Ketty Nivyabandi, secretary general of Amnesty International Canada, said in the statement that she congratulated British Columbia for being the first province to make the decision, calling it a “momentous step”.
“This is a real human rights victory, a victory that upholds the dignity and rights of people who come to Canada seeking safety or a better life,” she said.
British Columbia Human Rights Commissioner Kasari Govender has joined groups in their call to end the practice across the country, saying CBSA data shows that 94% of detainees Immigration are detained for administrative reasons and pose no risk to the public.
“Holding innocent migrants in prisons is cruel, unjust and violates human rights commitments.
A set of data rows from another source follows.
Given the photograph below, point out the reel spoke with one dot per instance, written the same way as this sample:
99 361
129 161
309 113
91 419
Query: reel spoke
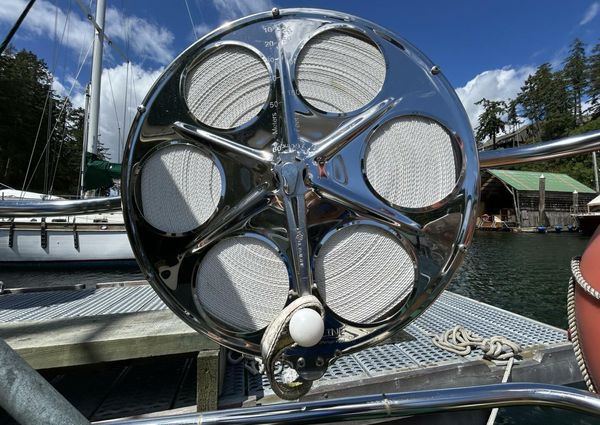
205 136
231 219
366 203
346 133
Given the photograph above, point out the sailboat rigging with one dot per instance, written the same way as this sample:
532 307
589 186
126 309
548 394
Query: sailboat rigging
72 238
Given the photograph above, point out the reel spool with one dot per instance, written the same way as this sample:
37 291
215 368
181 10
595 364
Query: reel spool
300 155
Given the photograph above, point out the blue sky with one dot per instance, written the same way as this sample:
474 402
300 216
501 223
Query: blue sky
484 48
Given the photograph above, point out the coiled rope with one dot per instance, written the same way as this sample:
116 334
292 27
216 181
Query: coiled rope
462 341
577 278
498 349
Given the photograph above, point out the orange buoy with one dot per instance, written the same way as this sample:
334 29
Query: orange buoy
587 311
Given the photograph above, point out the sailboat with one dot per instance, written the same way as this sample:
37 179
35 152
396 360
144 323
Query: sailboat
78 238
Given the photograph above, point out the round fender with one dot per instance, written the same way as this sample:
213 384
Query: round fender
587 308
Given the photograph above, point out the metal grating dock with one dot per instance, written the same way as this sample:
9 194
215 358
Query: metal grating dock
398 366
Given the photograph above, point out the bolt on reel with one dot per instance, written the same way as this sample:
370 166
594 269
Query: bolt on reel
298 185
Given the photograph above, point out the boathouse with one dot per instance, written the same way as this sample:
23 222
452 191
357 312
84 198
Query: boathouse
514 197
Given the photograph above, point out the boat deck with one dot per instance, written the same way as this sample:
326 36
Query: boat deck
410 362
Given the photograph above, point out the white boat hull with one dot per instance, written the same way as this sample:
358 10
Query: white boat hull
86 243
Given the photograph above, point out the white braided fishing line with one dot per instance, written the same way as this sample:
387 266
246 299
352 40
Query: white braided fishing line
410 162
180 188
362 272
338 72
243 282
228 87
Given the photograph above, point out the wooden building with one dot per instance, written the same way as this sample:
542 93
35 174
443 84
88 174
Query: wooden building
514 197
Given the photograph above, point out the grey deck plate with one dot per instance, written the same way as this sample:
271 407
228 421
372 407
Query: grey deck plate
386 362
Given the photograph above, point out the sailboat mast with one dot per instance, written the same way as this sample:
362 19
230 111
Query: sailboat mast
86 117
96 78
93 112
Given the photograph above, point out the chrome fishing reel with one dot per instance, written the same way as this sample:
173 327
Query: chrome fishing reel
300 166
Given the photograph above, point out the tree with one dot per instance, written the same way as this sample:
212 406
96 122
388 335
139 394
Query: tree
546 103
575 76
490 120
26 98
512 117
593 74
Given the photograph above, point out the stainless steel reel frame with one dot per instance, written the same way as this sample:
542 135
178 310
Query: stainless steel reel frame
296 173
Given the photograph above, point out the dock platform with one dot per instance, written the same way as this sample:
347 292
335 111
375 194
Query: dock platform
409 364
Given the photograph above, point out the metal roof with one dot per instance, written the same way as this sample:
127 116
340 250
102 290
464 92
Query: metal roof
529 180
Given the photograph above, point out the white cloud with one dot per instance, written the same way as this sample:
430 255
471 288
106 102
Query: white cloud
40 22
590 13
144 38
234 9
497 84
111 127
202 29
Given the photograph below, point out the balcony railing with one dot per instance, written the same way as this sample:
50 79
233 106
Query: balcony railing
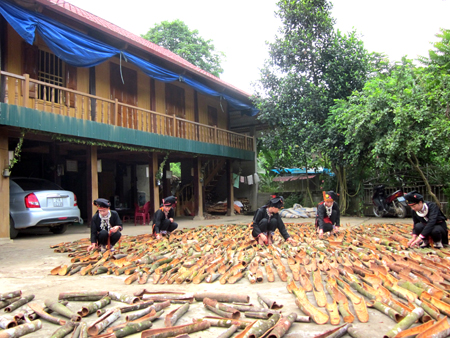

The CBSA can still hold migrants in a detention center, but this is an important first step towards asserting the human rights of detainees,” she said in a press release on Thursday. “Now it is up to the federal government to abolish all immigration detention and expand the use of community alternatives that support individuals.”
Farnworth said BC Corrections will provide the CBSA with 12 months notice of termination, as required by its current contract. The review noted that the CBSA may need time to “plan and implement additional facilities or alternatives that are safe and secure so as not to compromise public safety in British Columbia or endanger those in their care – staff, contractors and inmates – in any way. »
Human rights groups said BC Corrections told them the province would give the agency formal written notice to terminate the contract next week.
“We hope this is a step towards abolishing immigration detention rather than finding other ways to detain people through detention centers or through other types of measures. punitive,” Muscati said. “There is a real opportunity here to do something different.”